Tuesday, March 13, 2012

viva hate / listen with prejudice



in this Critical Beats panel discussion from Feb 23 on the subject of Aesthetics, Innovation and Tradition (w/ Lisa Blanning, Joe Muggs, and moderator Steve Goodman aka Kode9), Stevie G starts by asking us each about our listening methodology, how we look out for and define innovation in what we're hearing. And I riff a bit about listening for a strong feeling or a strong idea, or both... move onto Fredric Jameson's A Singular Modernity re. the modernists's obsession with measurement (a metric for innovation and newness) and re. the modernist drive towards negation: decreeing things to be passe, superceded, no longer contributing to the Advance of Art. And I close by adlibbing a riff about the Court of Aesthetic Judgement and how being a stern, severe judge is necessary in an age of overload and sonic overproduction because there's a great need to thin things out, clear some space, decide what's essential and what's inessential. In a real court the presumption is "innocent until proven guilty", whereas in my Court of Aesthetic Judgement, the presumption is "boring and irrelevant until proven otherwise".

well i realised later that this is an idea i'd riffed before, slightly differently, in this 2009 blissblog post in response to something Carl Neville at the Impostume had written:

"thinking again about Carl's talk about needing to have "some broad operative criteria in order to be able to navigate the vast reaches of modern music consumption/production", how "I suspect that there’s even a certain moralistic aspect thrown in. I tend to approve of records I enjoy", I realised that in a sense what he's talking about is the necessity of having a cop in your head. Because the cop in your head is your friend; the cop in your head is you. It's a system of judgement that serves to protect you from the torrential barrage of trifle and ordure that is the entertainmentscape. (The problem with popism: it's no cop).

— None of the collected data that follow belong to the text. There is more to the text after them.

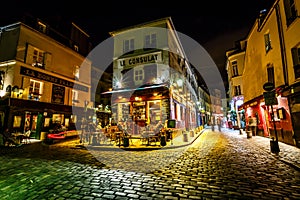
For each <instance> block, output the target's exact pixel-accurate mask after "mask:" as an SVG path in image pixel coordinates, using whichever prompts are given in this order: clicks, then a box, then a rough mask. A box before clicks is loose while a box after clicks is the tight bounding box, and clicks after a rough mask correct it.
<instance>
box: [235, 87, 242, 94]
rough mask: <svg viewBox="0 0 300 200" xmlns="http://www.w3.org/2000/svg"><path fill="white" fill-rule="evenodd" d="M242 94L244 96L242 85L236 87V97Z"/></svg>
mask: <svg viewBox="0 0 300 200" xmlns="http://www.w3.org/2000/svg"><path fill="white" fill-rule="evenodd" d="M241 94H242V91H241V86H240V85H237V86H234V96H239V95H241Z"/></svg>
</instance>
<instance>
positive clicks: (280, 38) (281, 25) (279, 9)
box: [275, 3, 289, 86]
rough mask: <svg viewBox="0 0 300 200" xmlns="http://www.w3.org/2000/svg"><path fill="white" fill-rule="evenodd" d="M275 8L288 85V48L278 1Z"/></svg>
mask: <svg viewBox="0 0 300 200" xmlns="http://www.w3.org/2000/svg"><path fill="white" fill-rule="evenodd" d="M275 10H276V19H277V25H278V26H277V28H278V33H279V42H280V53H281V56H282V59H281V62H282V70H283V78H284V85H285V86H288V85H289V80H288V70H287V59H286V48H285V42H284V34H283V27H282V19H281V15H280V7H279V4H278V3H277V4H276V6H275Z"/></svg>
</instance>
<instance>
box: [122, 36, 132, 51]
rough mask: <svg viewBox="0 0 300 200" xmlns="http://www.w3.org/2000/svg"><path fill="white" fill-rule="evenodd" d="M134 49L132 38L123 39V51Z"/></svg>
mask: <svg viewBox="0 0 300 200" xmlns="http://www.w3.org/2000/svg"><path fill="white" fill-rule="evenodd" d="M133 50H134V39H129V40H124V44H123V52H124V53H127V52H130V51H133Z"/></svg>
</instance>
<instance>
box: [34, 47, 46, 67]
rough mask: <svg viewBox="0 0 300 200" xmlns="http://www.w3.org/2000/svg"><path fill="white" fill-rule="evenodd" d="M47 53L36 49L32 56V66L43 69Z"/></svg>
mask: <svg viewBox="0 0 300 200" xmlns="http://www.w3.org/2000/svg"><path fill="white" fill-rule="evenodd" d="M44 58H45V52H44V51H42V50H40V49H37V48H34V49H33V55H32V66H36V67H42V66H43V64H44Z"/></svg>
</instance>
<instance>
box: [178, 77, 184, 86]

I'm talking about a kind of aesthetic super-ego... Most people will start with an inherited one... prejudices and biases, values and aversions that are assimilated from their immediate environment (family, friends, school, etc)...later from the media or from subcultures they might join. (That's what the Big Other is, am I right?... a collective super-ego... I ask because all I know of Zizek is osmosed via K-punk!). The goal is to create your own aesthetic/cultural super-ego... maintain and modify it... not eliminate it altogether. (People who try just end up with another super-ego: "Thou Shalt Not Listen to Indie"... you can even turn eliminating the Big Other into just another Big Other...) Having a filter, it's essential, a matter of survival, of effective time-management
. "

I'm nothing if not consistent.

And as I said in the Critical Beats thing, I got this mindset not from reading modernist manifestos and art criticism, but from the UK music press.. the punk/Burchill-ite presumption that 99 percent is shit... the structural requirement of the Singles Page as Herculean ordeal, where you review 20 singles, out of which 15 are slagged or damned with faintest praise, but to get to that 20 you have to listen to 60 singles in a grim all-day, all-of-the-night session... thinning down that week's pile of hopeful contenders who've come forth hoping for attention and praise... you get toughened up real quickly, hard-hearted, just impatient with time-wasters... that's never left me really.

but i don't really listen with prejudice... my only prejudice is an aversion to the heard-it-before, the blatantly derivative, the mildly tinkered-with... i'm prejudiced against boredom

But talking about consistency, for those who find Retromania curmudgeonly, you should read the stuff I wrote in the mid-Eighties for Monitor, when I was 22 or 23... gloomy surveys of the then-Now like "What's Missing"... basically my default position is dissatisfied: the psychology is bipolar, a violent oscillation between manic and depressive.